Optimizing Expectations - From Deep RL to Stochastic Computation Graphs

PhD thesis by John Schulman

RL as a special case of optimizing over Stochastic Computation Graphs [Page 3]
Category of RL Algorithms What to Learn?
- Policy: Policy Optimization
  - DFO (Derivative Free Optimization) [e.g. Evolutionary Algorithm, HyperNEAT, cross-entropy, covariance matrix adaptation, …] [pg. 4]
  - Policy Gradietn Methods
- Approximate Dynamic Progamming: Value functions
- Learn the Dynamics
- Combination of above three
Policy Optimization
- Score function estimator, pathwise derivative estimator [Page 13]
Vanilla Policy Gradient has problems (Page 24)
- Not sample efficient
- Hard to choose stepsize as traning progresses
- Prematurely converges to a nearly deterministic policy with suboptimal behaviours (adding entroy bouns usually fails)

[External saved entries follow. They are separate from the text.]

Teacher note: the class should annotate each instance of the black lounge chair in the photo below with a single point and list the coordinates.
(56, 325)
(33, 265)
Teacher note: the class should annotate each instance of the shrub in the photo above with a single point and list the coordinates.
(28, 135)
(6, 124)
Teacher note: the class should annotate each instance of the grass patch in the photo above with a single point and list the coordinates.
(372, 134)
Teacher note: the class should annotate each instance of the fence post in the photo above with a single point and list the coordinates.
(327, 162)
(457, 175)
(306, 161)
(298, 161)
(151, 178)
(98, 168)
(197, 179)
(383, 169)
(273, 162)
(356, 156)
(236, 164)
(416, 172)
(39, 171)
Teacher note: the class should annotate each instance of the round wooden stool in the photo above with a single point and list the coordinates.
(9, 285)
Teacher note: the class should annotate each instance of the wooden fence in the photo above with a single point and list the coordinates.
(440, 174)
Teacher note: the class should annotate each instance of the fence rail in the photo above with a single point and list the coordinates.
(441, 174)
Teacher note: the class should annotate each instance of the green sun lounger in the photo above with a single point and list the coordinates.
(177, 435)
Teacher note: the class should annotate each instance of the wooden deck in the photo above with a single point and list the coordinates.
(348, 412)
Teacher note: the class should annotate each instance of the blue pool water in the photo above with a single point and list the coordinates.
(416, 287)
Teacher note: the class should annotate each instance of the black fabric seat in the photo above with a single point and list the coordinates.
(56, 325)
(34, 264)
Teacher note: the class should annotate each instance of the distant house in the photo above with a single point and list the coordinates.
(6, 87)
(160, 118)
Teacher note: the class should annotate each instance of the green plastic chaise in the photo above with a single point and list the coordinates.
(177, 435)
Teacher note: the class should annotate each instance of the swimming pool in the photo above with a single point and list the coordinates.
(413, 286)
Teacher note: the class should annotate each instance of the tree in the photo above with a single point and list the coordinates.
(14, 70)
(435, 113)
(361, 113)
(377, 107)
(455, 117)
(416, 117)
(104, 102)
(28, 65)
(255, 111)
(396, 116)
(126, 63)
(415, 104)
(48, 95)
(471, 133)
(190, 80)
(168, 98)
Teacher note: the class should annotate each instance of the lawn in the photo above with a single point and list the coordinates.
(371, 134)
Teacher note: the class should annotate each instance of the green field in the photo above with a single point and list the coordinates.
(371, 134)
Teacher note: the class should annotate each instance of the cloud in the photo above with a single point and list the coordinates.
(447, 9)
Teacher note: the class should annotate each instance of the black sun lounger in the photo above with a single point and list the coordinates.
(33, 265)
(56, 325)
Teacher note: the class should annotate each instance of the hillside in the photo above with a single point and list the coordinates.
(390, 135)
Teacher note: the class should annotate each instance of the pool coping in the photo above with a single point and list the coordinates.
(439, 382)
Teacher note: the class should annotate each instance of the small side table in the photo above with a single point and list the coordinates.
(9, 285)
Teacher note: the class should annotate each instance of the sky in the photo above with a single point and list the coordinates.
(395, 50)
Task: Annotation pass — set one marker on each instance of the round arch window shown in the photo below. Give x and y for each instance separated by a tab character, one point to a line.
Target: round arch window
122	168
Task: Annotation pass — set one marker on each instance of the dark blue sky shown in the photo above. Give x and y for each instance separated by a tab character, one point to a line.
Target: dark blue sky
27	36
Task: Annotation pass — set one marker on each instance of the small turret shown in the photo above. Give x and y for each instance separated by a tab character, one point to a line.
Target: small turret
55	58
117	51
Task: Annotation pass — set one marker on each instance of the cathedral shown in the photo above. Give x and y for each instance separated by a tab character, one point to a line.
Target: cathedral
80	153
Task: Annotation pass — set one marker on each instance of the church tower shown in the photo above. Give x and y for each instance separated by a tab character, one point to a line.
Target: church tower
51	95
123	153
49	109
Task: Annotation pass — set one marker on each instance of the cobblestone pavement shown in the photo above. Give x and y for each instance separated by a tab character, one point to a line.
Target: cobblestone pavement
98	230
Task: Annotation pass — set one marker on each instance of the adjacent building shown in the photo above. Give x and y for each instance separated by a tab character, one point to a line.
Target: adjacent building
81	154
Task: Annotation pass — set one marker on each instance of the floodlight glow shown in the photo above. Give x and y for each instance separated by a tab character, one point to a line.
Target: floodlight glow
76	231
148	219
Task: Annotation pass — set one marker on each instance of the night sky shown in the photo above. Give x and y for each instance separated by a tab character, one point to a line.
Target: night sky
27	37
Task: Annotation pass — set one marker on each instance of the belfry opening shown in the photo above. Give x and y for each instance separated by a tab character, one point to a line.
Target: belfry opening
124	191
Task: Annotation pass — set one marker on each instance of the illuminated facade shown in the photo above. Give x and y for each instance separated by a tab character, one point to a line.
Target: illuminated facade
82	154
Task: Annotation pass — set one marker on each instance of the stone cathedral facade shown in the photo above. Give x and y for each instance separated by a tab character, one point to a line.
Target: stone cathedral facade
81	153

Two techniques to fix this:
- Step in Natural gradient direction isntead of gradient direction
- Choose stepsize in optimial way ensuring montonic improvemnet
We can compute gradient of a cost function from any stochastic computation graph, by following an algorithm. It is same as computing the derivative of an equivalent Surrogate Loss function defined on that graph.
- This derivative computation is itself a stochastic computation graph, and thus higher order derivatives can also be computed.